三木谷浩史会長兼社長は、説明会でそれぞれの事業について「成長」という言葉を繰り返し強調した。
国内の楽天市場など旅行事業を除いたEC事業の流通総額は前年同期比48%増と大きく成長した。三木谷会長はショッピングで3980円以上を購入すれば送料無料とする施策や自社物流網の展開などの効果が出ていると述べた。
銀行や証券、クレジットカードなどのフィンテック事業は大きく成長した。クレジットカード「楽天カード」の会員数は2000万人を超え、09年に買収した楽天銀行の口座数は900万超で、買収時より2倍以上となった。楽天証券は1~6月の新規口座数の開設数が証券業界でトップとなった。
費用負担の先行する楽天モバイルについては、4月のサービス開始から3カ月で100万回線の申し込みがあり、順調なスタートであると強調した。基地局の増設も前倒しで取り組んでいるという。大手キャリアがサービスを開始している5G(次世代通信規格)は、今秋のサービス開始に向けて日本電気(6701、NEC)と組み、開発を進めている。

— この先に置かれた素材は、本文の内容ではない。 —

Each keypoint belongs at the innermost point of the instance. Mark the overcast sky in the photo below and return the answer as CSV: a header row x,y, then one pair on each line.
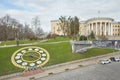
x,y
47,10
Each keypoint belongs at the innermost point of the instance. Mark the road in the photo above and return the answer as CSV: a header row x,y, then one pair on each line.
x,y
94,72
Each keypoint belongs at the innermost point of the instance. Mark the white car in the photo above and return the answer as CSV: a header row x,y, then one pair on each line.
x,y
105,61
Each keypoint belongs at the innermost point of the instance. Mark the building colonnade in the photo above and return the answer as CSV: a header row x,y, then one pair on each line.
x,y
100,28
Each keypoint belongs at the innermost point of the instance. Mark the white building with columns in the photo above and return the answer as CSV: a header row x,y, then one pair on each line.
x,y
100,26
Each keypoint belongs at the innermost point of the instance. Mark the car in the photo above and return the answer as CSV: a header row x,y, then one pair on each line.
x,y
105,61
116,59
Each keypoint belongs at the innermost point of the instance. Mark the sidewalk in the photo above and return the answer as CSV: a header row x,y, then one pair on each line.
x,y
66,66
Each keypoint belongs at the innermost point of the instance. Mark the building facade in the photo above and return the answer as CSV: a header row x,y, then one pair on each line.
x,y
99,26
55,27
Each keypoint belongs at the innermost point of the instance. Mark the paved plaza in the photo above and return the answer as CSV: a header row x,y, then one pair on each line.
x,y
94,72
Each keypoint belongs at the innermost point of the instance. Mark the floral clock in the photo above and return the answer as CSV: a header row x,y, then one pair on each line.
x,y
29,57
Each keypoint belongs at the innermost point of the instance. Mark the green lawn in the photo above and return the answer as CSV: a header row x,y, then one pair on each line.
x,y
59,53
59,38
4,43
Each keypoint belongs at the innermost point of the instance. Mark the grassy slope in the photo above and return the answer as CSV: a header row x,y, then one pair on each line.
x,y
59,53
20,41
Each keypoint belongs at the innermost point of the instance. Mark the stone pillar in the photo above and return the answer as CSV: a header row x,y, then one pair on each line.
x,y
100,28
105,28
111,30
92,26
89,28
96,28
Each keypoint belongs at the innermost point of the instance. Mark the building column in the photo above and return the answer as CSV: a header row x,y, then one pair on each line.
x,y
105,29
100,28
111,29
89,28
92,26
96,28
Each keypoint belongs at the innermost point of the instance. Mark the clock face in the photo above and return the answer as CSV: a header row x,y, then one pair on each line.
x,y
30,57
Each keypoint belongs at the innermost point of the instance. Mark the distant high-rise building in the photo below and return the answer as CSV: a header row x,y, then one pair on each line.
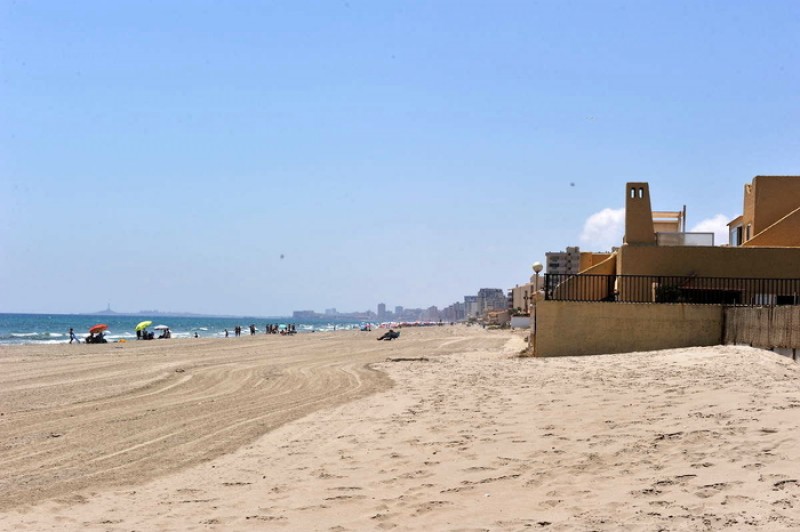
x,y
568,262
491,299
471,307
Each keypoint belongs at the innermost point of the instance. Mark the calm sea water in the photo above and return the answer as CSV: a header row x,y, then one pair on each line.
x,y
54,328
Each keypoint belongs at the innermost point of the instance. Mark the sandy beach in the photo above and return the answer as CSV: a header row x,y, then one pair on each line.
x,y
320,432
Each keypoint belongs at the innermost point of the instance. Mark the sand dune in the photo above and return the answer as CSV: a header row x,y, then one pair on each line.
x,y
472,439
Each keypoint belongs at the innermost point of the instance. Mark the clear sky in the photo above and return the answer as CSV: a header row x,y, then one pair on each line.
x,y
262,157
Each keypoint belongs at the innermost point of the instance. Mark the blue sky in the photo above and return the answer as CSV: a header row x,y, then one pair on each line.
x,y
165,155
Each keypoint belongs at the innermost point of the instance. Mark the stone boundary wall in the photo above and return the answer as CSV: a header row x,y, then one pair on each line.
x,y
775,328
565,328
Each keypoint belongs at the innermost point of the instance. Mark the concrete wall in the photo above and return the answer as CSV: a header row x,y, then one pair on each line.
x,y
767,327
565,328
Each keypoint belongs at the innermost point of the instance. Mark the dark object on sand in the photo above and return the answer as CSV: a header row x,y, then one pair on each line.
x,y
389,335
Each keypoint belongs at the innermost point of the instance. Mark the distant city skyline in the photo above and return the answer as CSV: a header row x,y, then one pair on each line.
x,y
254,158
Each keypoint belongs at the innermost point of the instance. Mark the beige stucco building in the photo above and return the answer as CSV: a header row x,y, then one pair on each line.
x,y
770,247
760,267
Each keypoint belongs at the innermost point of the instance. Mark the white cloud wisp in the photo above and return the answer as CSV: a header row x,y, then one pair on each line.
x,y
603,230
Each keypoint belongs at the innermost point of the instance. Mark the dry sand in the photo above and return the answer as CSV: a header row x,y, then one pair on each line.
x,y
276,433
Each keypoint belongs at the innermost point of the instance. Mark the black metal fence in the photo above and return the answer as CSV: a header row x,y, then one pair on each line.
x,y
672,289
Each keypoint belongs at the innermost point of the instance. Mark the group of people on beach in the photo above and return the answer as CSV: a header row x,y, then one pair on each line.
x,y
93,338
270,328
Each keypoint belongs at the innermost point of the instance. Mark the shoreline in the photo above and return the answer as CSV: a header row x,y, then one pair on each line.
x,y
695,439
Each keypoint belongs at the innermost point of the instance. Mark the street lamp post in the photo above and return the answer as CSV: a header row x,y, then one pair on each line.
x,y
537,267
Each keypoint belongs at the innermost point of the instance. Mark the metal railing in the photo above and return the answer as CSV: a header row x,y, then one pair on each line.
x,y
672,289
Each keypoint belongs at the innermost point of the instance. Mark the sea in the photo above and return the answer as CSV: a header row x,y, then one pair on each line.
x,y
20,329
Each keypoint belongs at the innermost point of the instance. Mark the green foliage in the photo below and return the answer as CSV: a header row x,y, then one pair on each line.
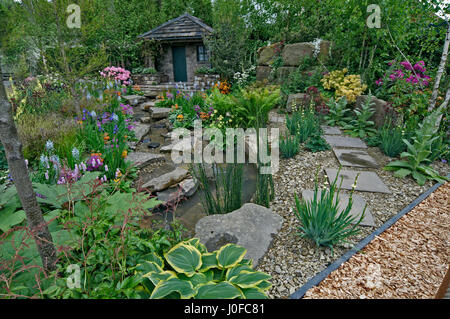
x,y
289,146
321,218
223,194
338,112
391,140
316,143
144,70
360,125
417,157
188,271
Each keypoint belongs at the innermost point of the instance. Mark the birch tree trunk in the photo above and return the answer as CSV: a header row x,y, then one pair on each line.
x,y
19,173
440,71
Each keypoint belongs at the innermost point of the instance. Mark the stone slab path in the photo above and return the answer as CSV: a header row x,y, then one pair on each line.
x,y
343,141
367,181
354,158
357,207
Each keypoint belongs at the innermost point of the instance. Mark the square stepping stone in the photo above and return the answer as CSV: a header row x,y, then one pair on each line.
x,y
355,158
367,181
343,141
331,130
357,207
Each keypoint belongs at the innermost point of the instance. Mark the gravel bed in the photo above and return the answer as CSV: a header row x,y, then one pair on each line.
x,y
408,260
292,260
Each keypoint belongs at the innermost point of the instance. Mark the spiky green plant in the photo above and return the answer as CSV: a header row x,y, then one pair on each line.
x,y
321,218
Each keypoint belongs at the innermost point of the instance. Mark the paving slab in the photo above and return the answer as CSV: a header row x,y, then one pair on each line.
x,y
343,141
357,207
331,130
367,181
354,158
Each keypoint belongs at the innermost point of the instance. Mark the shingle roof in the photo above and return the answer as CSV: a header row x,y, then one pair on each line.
x,y
185,27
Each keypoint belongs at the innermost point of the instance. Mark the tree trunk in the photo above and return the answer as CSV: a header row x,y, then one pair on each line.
x,y
19,173
440,71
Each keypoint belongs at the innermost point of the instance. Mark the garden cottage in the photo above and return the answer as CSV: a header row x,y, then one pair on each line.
x,y
182,50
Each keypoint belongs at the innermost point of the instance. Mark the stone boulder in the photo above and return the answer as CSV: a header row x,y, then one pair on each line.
x,y
378,105
134,99
166,180
263,72
142,159
298,99
266,55
251,226
158,113
292,54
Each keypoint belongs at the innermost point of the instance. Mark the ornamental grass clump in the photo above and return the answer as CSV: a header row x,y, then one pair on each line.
x,y
322,220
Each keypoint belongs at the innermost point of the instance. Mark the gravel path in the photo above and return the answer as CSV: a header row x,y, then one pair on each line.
x,y
409,260
292,260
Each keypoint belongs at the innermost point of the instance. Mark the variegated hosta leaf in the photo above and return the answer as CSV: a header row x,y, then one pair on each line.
x,y
165,288
222,290
230,255
197,244
253,293
249,279
184,258
209,260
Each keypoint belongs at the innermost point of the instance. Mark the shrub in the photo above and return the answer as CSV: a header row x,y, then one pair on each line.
x,y
417,157
188,271
321,218
349,86
316,143
391,140
360,125
289,146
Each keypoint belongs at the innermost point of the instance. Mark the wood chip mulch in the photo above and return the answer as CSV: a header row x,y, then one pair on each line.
x,y
407,261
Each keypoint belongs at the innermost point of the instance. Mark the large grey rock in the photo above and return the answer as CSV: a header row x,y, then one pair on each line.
x,y
147,105
251,226
140,130
343,141
357,207
141,159
166,180
266,55
158,113
134,99
367,181
296,100
263,72
354,158
293,54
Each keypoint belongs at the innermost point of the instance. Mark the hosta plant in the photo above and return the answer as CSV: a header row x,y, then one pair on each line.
x,y
416,159
188,271
361,125
322,220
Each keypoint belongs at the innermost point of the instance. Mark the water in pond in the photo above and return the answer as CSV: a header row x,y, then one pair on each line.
x,y
189,211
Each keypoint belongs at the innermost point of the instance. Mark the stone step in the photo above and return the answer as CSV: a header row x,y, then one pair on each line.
x,y
166,180
354,158
367,181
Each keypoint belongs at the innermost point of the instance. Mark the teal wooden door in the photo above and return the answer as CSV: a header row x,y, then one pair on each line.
x,y
179,64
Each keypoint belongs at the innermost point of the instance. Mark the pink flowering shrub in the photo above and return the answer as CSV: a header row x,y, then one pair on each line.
x,y
117,74
406,86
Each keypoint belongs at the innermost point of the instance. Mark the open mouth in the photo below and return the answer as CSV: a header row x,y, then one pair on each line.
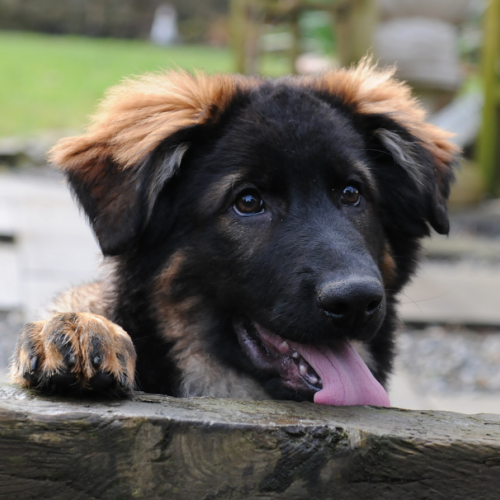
x,y
329,375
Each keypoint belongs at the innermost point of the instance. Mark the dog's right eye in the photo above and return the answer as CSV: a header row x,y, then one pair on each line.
x,y
249,202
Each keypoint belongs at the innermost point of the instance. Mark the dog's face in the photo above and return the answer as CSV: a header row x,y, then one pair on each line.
x,y
276,237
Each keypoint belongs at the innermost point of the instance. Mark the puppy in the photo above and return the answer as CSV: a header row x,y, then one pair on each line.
x,y
255,233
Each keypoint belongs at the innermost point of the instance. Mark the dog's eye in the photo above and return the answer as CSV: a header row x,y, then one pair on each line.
x,y
350,196
249,202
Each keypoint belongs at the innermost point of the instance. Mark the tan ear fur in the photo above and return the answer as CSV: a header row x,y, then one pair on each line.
x,y
137,115
369,90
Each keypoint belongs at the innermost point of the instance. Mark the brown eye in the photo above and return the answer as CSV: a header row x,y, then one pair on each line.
x,y
249,202
350,196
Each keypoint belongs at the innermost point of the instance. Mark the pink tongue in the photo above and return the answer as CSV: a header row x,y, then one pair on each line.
x,y
346,378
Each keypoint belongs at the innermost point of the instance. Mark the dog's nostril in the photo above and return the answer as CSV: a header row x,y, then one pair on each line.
x,y
338,308
351,301
373,305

楽天モバイルの今後の展開としてRCP戦略についても言及した。楽天が通信事業者に対して、仮想化された通信ネットワークを提供する。楽天モバイルは今年5月に米国のネットワーク運用システムなどを手掛ける米イノアイの買収を発表しており、RCPの海外展開に向けて準備を進めている。開発の道のりは長いものの、三木谷会長はRCPについて「モバイル事業者はおよそ3割のコストを削減できる。市場規模としては年間30兆円から40兆円が見込まれる。従来のネットワークの概念を根底から覆すものを開発している」と期待を込めた。(QUICK Market Eyes 阿部哲太郎)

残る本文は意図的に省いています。